Pour Shell, l'année 2023 marque également un tournant. En novembre, la compagnie pétrolière et son partenaire, Ocean Winds, ont accepté de payer une pénalité de 60 millions de dollars pour sortir d'un contrat d'achat d'électricité à long terme pour une centrale offshore au large du Massachusetts, en raison de sa baisse de rentabilité. Plus tôt dans l'année, Shell a abandonné un projet de bioraffinerie à Singapour, jugé non rentable. La part des investissements du groupe consacrée aux technologies à faible émission de carbone devrait tomber à 10 % cette année, contre 16 % l'année dernière.

Les acteurs plus modestes suivent également le mouvement. Fin octobre, la compagnie pétrolière et gazière portugaise Galp a déclaré que son objectif de 4 gigawatts de capacité renouvelable installée d'ici à 2025 serait difficile à atteindre en raison de la baisse de rentabilité des projets.

Toutes les entreprises ne réduisent pas ouvertement leurs activités.
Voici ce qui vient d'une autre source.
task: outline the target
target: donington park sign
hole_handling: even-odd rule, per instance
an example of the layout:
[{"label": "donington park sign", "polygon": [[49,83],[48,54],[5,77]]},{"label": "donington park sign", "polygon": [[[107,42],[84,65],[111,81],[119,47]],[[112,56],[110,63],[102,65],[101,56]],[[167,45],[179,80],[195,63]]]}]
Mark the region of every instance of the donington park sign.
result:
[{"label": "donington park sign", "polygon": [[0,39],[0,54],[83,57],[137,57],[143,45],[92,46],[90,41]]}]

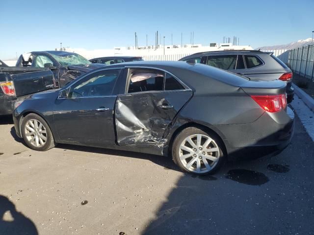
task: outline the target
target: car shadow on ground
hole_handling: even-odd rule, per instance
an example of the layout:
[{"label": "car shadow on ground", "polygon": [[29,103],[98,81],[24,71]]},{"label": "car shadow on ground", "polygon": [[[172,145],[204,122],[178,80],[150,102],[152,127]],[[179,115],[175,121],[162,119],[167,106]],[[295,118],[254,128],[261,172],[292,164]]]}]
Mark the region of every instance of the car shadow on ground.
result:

La société norvégienne Equinor, pionnière de l'éolien en mer, maintient son objectif pour 2030, mais suggère une réorientation potentielle vers des projets éoliens terrestres plutôt qu'en mer. Ahmed Ben Salem, analyste pétrolier et gazier chez OddoBHF, explique que les difficultés rencontrées par les énergies renouvelables cette année, notamment les problèmes liés à la chaîne d'approvisionnement, l'augmentation des coûts et la hausse des taux d'intérêt, remettent en question la légitimité de ces projets pour les investisseurs pétroliers et gaziers.
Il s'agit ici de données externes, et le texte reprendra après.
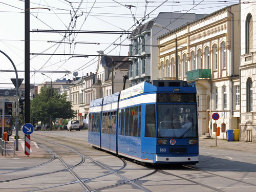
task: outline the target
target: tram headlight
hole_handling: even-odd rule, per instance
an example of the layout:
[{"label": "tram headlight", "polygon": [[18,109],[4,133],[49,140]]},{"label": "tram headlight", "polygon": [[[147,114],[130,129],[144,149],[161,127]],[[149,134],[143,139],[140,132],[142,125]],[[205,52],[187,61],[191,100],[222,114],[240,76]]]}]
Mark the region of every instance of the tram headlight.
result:
[{"label": "tram headlight", "polygon": [[198,143],[197,139],[189,139],[188,140],[188,144],[190,145],[196,145]]},{"label": "tram headlight", "polygon": [[167,145],[168,142],[167,139],[160,139],[157,140],[157,143],[160,145]]}]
En concurrence avec les compagnies pétrolières américaines pour attirer les investisseurs, les acteurs européens donnent la priorité à la préservation de leurs rendements et des dividendes versés aux actionnaires. Les prix élevés du pétrole cette année rendent les projets pétroliers et gaziers plus attrayants sur le plan financier, ce qui crée un dilemme : les prix élevés du pétrole sont nécessaires pour financer les investissements dans la transition énergétique, mais lorsque les prix sont élevés, les incitations à investir dans les énergies renouvelables sont plus faibles.

TotalEnergies se distingue dans ce contexte en communiquant un nouvel objectif de 100 térawattheures (TWh) d'électricité produite d'ici 2030. Cet ajustement, par rapport à l'objectif précédent de 100 gigawatts (GW) de capacité renouvelable installée, vise à rassurer les investisseurs. TotalEnergies vise toujours à allouer près de 30 % de ses investissements aux énergies renouvelables et aux technologies à faible émission de carbone en 2023, contre 25 % en 2022. Contrairement à ses concurrents, TotalEnergies s'engage dans des activités telles que la vente d'électricité et la recharge de véhicules, ce qui contribue à une meilleure rentabilité de ses projets renouvelables.